Mme [O] répond que l'acte de cession des parts sociales ne tient pas compte du solde du compte courant et sollicite la confirmation de la décision entreprise en ce qu'elle a condamné Mme [P] à lui régler la somme de 1755,47 euros, réclamant en outre des intérêts au taux légal à compter du 14 octobre 2020 sur cette somme.

Mme [P] fait observer que le compte courant s'établissait à 11'039,54 euros au 31 décembre 2016, que Mme [O] a opéré sur ce compte des prélèvements de 40'885 euros entre le 1er juillet 2016 et le 31 décembre 2018 et en conséquence elle doit être condamnée à lui rembourser cette somme de 40'885 euros (ses conclusions p.59). Page 67 des mêmes conclusions, elle conclut à l'infirmation de la décision critiquée en ce qu'elle l'a condamnée à payer à Mme [O] une somme de 1755,47 euros au motif qu'il n'existe pas de compte courant au bénéfice de Mme [O].

Sur ce,

Il ressort des éléments de comptabilité de la SCP qui sont versés aux débats que chacun des associés était titulaire d'un compte courant dont le montant variait chaque année, ce qui suffit à en démontrer l'existence.

A défaut de disposition spécifique, un associé peut solliciter le remboursement de tout ou partie de son compte courant.
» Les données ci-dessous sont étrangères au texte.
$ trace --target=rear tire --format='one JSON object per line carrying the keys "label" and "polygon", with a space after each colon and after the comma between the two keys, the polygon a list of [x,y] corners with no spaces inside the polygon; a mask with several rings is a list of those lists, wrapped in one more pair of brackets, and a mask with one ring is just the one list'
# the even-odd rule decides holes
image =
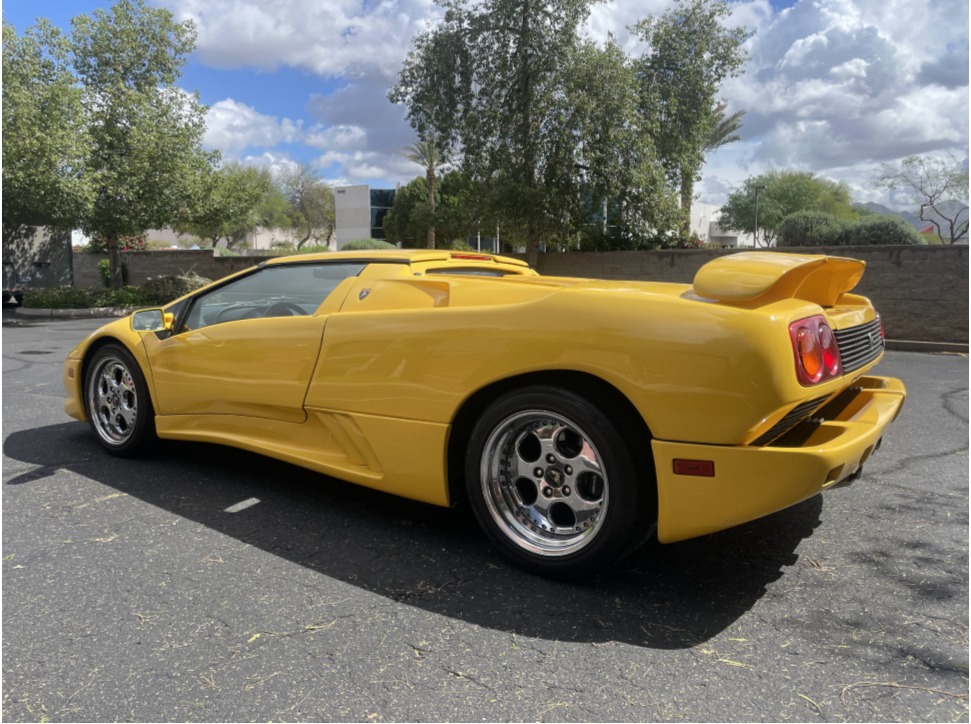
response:
{"label": "rear tire", "polygon": [[623,413],[570,390],[530,387],[472,429],[466,487],[479,525],[513,563],[551,578],[604,571],[656,525],[649,455]]}
{"label": "rear tire", "polygon": [[88,362],[84,402],[91,429],[112,455],[138,455],[155,442],[155,413],[145,376],[121,345],[106,344]]}

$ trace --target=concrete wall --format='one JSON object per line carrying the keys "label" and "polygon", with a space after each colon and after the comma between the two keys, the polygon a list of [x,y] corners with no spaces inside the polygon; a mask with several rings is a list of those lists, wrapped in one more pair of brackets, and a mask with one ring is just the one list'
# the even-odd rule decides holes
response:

Dès la perte de la qualité d'associé, le solde du compte courant est exigible. En cas de cession de parts sociales, ou d'actions, le cédant perd la qualité d'associé, mais demeure titulaire de son compte courant dont il peut exiger le remboursement à tout moment.

Il résulte des écritures des parties que Mme [O] a continué à exercer la gérance de la SCP bien qu'ayant cédé ses parts au 30 juin 2016, de sorte qu'elle était en capacité d'effectuer sur ce compte des prélèvements, ce qui ne peut lui être reproché.

En l'absence de toute mention dispensant la SCP du remboursement du solde du compte courant de Mme [O] dans l'acte de cession des parts, ou dans un autre acte, il y a lieu de confirmer la décision entreprise, qui a condamné Mme [P] à payer à Mme [O] la somme de 1755,47 euros à ce titre. La somme due portera intérêts au taux légal à compter du 14 octobre 2020, date de la décision dont appel, comme le demande Mme [O].

Mme [P] sera déboutée de sa demande de restitution de la somme prélevée sur son compte courant par Mme [O] après le 30 juin 2016, celle-ci pouvant en exiger le remboursement à tout moment et ayant alors qualité pour procéder à de tels remboursements dans la mesure où elle continuait, avec l'accord de Mme [P], à exercer la gérance de la SCP.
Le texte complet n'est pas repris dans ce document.